The paper’s Theorem 3.5 proves the CLT for the (penalized) approximate MLE of the drift, with plug-in diffusion estimate, under Conditions 2.1 and 2.6, the mesh scaling ∆̃(ε)/ε→0, and a small penalty gradient, yielding ε−1/2(μ̂ε−μ0) ⇒ N(0, Σθ0−1) (statement and assumptions summarized in Theorem 3.5) . Its proof explicitly uses the discretized score representation (2.5)–(2.7) and the scaled formulation (3.14), then decomposes the score at μ̂ε, identifies a martingale term with covariance converging to Σθ0 (via Proposition 4.10) and shows all discretization/plug-in remainders are negligible at the √ε–scale (using Corollary 4.5 and Lemma 4.7), followed by a Taylor expansion and an information-matrix limit ∫Gε(u)du→Σθ0 to solve the first-order condition (5.3–5.6) . The candidate solution follows the same route: (i) score = martingale + discretization remainder, (ii) √ε-negligibility of the remainder under ∆̃(ε)/ε→0 and the Hölder/polynomial bounds of Condition 2.6, (iii) convergence of the predictable bracket to Σθ0 by ergodic averaging and plug-in consistency ς̂ε→ς0, (iv) CLT for the score, (v) Hessian convergence and (vi) Taylor/Slutsky to conclude.
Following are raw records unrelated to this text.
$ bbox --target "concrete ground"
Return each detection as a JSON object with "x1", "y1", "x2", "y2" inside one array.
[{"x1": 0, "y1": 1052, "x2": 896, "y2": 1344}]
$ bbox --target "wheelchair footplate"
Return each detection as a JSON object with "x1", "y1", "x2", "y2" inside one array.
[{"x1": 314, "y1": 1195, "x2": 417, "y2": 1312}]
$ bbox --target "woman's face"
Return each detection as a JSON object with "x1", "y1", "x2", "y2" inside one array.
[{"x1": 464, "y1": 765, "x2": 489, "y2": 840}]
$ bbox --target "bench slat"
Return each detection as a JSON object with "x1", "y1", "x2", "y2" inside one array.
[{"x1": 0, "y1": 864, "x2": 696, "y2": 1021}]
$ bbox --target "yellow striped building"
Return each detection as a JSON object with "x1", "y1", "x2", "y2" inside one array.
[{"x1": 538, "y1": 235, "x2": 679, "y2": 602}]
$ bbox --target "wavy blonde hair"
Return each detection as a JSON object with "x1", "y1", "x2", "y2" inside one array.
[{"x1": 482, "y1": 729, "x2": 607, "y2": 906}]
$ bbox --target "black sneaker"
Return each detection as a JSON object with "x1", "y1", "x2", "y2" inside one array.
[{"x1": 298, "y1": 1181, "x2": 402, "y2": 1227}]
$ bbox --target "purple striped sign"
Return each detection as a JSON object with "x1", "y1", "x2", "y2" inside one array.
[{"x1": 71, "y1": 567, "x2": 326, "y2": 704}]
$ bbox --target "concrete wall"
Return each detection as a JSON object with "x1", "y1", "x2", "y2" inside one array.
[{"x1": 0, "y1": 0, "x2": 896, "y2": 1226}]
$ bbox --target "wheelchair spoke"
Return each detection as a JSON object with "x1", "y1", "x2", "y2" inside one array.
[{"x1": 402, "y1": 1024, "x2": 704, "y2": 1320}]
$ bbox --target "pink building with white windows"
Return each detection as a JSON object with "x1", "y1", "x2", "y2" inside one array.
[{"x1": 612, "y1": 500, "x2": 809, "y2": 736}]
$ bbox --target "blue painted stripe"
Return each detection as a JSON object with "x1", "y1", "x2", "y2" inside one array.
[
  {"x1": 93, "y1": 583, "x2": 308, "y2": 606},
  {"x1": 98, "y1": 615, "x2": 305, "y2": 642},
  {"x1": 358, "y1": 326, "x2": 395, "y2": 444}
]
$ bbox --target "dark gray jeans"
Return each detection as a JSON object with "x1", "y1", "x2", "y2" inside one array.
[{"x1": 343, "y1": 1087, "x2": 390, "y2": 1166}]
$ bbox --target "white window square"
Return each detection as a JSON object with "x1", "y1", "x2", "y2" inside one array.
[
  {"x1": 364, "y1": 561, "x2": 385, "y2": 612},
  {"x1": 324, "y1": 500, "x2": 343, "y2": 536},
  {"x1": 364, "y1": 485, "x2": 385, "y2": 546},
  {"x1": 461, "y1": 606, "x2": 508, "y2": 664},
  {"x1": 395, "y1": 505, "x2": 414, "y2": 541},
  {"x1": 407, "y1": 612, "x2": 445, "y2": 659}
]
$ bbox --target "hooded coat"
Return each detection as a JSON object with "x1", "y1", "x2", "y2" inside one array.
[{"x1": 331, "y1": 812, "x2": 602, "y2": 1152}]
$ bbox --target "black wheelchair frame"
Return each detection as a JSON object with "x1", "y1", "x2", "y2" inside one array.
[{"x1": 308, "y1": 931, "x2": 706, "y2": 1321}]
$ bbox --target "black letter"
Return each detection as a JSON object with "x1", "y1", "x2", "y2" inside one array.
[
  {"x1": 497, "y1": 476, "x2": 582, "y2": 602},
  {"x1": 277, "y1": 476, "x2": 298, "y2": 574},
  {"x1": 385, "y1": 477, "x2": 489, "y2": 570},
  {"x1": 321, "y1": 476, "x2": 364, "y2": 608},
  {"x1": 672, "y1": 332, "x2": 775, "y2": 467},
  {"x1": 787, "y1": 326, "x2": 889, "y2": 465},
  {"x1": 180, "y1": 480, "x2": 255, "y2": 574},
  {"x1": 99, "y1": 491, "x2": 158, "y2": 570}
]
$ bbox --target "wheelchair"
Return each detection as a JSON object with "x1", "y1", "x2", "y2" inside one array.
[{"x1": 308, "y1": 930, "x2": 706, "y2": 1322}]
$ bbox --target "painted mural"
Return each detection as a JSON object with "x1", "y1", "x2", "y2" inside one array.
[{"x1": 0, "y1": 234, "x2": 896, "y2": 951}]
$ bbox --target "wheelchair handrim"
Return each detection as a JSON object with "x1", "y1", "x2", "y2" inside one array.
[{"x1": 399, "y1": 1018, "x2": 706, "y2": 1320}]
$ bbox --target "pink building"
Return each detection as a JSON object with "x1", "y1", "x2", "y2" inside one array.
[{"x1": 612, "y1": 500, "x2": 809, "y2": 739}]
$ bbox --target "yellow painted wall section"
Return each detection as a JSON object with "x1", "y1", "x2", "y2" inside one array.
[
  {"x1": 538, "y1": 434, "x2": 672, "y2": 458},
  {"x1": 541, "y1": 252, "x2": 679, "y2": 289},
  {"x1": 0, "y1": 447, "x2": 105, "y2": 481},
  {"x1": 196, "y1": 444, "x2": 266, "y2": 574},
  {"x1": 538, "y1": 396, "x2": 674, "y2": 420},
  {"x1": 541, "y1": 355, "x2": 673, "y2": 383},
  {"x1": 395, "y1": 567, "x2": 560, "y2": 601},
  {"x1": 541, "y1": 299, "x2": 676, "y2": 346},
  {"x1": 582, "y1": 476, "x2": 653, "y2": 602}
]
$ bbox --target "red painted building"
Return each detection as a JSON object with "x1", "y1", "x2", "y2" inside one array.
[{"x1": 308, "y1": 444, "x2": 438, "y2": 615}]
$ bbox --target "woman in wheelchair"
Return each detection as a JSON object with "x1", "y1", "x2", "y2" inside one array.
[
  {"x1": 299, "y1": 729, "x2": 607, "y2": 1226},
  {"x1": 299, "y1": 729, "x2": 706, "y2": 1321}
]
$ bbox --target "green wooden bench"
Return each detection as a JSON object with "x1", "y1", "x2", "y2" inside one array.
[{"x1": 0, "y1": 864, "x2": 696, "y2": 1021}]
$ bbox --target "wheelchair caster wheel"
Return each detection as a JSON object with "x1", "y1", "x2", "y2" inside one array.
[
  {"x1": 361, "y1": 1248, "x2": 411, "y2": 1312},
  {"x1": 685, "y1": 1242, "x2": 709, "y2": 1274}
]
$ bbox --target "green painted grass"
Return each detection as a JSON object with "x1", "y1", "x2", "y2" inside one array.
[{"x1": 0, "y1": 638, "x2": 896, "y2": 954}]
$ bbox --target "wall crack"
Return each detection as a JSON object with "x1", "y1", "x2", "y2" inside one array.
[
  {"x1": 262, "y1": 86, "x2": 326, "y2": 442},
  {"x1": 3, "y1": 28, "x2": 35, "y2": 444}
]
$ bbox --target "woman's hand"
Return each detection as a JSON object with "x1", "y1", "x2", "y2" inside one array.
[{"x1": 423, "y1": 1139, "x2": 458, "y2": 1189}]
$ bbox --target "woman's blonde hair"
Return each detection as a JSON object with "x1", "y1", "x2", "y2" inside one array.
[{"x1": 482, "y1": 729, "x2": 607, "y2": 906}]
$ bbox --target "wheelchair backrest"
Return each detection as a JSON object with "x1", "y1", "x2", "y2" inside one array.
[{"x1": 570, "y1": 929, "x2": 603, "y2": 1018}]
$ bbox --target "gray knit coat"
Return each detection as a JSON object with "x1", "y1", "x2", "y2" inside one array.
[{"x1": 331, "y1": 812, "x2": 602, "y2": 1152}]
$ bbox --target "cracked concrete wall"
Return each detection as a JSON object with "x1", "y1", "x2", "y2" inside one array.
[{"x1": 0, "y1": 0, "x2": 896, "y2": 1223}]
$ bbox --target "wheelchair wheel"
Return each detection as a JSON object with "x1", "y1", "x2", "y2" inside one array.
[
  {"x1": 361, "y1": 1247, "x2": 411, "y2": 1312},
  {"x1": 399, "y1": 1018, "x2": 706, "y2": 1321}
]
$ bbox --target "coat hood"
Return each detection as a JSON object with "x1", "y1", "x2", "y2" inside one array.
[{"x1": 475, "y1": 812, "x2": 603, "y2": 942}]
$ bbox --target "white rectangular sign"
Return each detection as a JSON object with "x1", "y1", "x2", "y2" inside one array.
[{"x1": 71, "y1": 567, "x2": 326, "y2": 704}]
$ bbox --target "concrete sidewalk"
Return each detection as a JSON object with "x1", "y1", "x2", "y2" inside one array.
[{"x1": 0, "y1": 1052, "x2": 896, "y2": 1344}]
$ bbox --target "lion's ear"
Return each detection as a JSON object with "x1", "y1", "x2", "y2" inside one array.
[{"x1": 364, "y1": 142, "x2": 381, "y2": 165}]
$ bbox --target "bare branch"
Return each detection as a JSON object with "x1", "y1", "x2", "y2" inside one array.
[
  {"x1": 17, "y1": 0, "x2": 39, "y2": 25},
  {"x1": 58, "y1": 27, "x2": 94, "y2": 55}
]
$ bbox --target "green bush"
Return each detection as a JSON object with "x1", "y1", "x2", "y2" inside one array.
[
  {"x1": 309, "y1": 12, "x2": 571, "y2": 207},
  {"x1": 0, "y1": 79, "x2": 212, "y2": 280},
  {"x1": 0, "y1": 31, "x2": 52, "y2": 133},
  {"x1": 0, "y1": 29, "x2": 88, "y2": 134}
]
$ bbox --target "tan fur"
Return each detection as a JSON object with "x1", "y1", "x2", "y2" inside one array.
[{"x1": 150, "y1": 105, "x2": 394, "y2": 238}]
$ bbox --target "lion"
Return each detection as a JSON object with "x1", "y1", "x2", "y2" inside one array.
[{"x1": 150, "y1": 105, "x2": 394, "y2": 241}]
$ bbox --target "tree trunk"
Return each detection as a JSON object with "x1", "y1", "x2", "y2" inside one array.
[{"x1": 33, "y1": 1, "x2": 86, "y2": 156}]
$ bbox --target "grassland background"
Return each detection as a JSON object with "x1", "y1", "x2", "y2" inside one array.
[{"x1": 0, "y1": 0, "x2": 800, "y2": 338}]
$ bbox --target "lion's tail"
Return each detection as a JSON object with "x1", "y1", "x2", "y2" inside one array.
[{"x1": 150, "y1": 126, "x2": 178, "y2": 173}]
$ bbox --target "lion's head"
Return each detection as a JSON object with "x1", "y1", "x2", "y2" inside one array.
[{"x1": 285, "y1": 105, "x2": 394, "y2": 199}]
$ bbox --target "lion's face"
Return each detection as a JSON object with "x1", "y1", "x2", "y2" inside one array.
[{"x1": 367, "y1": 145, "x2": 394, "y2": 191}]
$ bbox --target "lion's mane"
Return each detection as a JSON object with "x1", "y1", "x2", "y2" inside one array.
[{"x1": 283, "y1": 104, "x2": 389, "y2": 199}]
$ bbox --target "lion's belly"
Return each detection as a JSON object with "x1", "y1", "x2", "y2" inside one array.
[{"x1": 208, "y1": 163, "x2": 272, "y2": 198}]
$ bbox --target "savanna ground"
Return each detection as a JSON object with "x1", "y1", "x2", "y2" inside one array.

Small differences are present only in presentation: the paper instantiates the technical bounds via Corollary 4.5 and Lemma 4.7 and uses Proposition 4.10 for the martingale CLT, whereas the model appeals to the conditional Gaussianity of Itô integrals. Both rely on the same assumptions (Condition 2.1, Condition 2.6; consistency of ς̂ε and μ̂ε; penalty scaling ε−1/2∇γ→0; and ∆̃(ε)/ε→0) . Hence both are correct with substantially the same proof.